Sweden’s central bank held its key interest rate unchanged and boosted its asset purchases on Wednesday, saying that a expansionary monetary policy must be maintained to sustain the positive development in the economy and to preserve the upward trend in inflation.

The Riksbank left its benchmark, the repo rate, unchanged at -0.35 percent for a second straight session. The move was in line with economists’ expectations. The bank last lowered the repo in July, when it cut the rate from -0.25 percent.

Further, the bank said an initial raise in the repo rate will be deferred by approximately six months compared with the previous assessment.

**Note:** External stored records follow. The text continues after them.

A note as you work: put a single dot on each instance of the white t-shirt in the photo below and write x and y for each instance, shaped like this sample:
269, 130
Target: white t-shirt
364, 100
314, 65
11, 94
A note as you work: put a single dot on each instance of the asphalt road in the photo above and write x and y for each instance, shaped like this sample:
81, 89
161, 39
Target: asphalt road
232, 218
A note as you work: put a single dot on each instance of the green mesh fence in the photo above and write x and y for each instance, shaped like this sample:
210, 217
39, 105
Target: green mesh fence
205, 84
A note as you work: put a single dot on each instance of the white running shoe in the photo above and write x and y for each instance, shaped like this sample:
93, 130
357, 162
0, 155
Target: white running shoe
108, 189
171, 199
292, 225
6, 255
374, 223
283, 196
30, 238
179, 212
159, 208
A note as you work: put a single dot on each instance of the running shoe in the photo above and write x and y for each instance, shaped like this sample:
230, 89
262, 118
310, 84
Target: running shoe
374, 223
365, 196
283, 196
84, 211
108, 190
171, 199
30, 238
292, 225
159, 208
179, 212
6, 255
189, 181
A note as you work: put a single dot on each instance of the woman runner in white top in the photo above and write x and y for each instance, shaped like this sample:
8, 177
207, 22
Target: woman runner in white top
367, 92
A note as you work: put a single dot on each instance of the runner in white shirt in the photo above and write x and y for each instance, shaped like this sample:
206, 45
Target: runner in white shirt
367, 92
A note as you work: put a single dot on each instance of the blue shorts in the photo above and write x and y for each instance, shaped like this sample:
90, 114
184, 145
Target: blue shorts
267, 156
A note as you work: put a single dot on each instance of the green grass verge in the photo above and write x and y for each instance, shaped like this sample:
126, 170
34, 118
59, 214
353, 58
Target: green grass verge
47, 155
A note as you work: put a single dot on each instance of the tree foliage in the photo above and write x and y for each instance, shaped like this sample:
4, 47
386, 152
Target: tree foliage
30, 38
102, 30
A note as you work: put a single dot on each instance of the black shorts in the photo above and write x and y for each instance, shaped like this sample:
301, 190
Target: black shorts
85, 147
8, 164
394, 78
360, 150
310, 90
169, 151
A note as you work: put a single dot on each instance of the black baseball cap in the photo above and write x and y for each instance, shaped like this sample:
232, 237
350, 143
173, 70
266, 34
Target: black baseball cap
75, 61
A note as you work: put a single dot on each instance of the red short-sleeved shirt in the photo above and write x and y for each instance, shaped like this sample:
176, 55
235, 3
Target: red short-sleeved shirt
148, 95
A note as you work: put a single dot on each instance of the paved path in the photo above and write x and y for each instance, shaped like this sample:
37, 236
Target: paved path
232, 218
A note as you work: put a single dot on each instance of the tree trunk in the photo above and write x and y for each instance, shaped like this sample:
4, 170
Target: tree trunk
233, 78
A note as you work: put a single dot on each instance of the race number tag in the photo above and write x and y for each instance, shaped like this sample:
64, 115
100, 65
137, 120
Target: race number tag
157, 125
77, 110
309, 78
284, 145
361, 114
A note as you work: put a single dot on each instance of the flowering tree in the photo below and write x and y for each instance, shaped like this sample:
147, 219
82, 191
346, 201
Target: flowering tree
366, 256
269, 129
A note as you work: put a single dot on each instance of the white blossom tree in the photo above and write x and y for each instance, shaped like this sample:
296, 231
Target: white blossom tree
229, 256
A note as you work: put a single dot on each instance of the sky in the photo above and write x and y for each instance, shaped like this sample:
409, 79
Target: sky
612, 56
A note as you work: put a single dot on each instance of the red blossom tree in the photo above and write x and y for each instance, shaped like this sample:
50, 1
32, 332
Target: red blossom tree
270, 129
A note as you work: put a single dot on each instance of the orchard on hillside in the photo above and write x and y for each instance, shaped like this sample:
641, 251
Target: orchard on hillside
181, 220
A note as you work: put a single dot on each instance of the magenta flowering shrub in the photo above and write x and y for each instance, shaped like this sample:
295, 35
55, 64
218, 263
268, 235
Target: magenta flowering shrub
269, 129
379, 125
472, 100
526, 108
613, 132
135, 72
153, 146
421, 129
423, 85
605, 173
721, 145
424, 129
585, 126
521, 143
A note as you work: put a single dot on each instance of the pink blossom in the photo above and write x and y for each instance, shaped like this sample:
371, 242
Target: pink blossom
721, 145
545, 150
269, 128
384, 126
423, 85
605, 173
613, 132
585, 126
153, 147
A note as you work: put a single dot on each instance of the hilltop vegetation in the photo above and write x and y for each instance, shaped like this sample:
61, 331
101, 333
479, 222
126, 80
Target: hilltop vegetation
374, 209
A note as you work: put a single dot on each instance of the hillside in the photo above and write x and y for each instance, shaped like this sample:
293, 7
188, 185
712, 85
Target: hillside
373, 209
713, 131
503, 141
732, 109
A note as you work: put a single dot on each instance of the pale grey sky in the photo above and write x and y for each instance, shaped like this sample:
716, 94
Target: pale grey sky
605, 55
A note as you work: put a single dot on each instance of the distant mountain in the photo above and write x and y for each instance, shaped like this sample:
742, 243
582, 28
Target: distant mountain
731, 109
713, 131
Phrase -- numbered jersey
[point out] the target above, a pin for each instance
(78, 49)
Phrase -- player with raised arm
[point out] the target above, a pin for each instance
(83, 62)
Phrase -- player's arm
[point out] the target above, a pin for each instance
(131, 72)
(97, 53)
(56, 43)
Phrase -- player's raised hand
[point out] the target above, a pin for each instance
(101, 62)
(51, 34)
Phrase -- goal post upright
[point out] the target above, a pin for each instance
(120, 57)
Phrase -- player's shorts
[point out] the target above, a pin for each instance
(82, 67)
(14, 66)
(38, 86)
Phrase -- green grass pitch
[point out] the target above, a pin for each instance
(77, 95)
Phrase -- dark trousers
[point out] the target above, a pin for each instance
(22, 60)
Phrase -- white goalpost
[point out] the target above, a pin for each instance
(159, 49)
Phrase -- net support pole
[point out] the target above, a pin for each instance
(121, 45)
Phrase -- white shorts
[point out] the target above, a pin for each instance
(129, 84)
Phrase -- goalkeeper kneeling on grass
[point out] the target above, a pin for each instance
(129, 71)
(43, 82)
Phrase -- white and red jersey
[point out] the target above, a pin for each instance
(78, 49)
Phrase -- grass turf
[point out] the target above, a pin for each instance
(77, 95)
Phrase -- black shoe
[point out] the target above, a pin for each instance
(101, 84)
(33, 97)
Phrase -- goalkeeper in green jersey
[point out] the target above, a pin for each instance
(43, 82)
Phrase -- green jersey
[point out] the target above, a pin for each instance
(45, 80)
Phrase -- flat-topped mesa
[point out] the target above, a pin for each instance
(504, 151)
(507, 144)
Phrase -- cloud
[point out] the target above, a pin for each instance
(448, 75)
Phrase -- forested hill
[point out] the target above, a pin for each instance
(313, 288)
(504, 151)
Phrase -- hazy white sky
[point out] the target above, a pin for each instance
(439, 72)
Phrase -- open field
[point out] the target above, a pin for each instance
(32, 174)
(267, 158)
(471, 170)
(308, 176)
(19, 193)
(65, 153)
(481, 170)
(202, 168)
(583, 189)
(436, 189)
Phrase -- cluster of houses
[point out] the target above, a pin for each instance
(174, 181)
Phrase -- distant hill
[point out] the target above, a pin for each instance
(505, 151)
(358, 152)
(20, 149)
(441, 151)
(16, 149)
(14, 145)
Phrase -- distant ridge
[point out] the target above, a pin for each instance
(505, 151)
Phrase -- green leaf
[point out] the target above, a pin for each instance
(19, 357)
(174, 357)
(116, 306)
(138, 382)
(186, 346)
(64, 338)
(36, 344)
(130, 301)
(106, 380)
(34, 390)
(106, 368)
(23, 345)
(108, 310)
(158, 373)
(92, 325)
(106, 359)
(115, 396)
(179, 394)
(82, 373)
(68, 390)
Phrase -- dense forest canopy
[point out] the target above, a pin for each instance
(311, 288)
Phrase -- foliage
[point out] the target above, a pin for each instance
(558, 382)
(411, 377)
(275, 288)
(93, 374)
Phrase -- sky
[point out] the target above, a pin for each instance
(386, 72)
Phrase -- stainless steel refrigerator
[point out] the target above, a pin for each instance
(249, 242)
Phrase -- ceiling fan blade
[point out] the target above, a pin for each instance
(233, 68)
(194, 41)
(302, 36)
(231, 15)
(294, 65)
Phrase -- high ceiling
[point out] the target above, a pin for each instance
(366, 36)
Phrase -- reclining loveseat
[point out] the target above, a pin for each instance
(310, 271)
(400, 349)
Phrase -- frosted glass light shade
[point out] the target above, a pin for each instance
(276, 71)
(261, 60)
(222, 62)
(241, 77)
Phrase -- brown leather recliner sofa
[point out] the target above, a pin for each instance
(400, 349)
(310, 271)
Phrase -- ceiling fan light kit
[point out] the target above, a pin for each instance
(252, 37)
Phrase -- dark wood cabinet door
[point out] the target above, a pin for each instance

The Executive Board also decided to extend the government bond purchasing programme by an additional SEK 65 billion. Purchases will total SEK 200 billion by the end of June 2016.

“The Executive Board’s assessment is that monetary policy needs to be more expansionary in order to underpin the positive development in the Swedish economy and safeguard the robustness of the upturn in inflation,” the bank said in a statement.

Saying that it was ready to do more to stabilize inflation around 2 percent, the bank said it is ready to take more measures including reducing the repo rate, purchase more assets, intervene in the forex market and launch a bank lending scheme for businesses.

The Riksbank also reckoned that inflation is likely to be a little lower in 2016 and 2017 compared to the previous assessment. CPIF inflation is still expected to be close to 2 percent next year.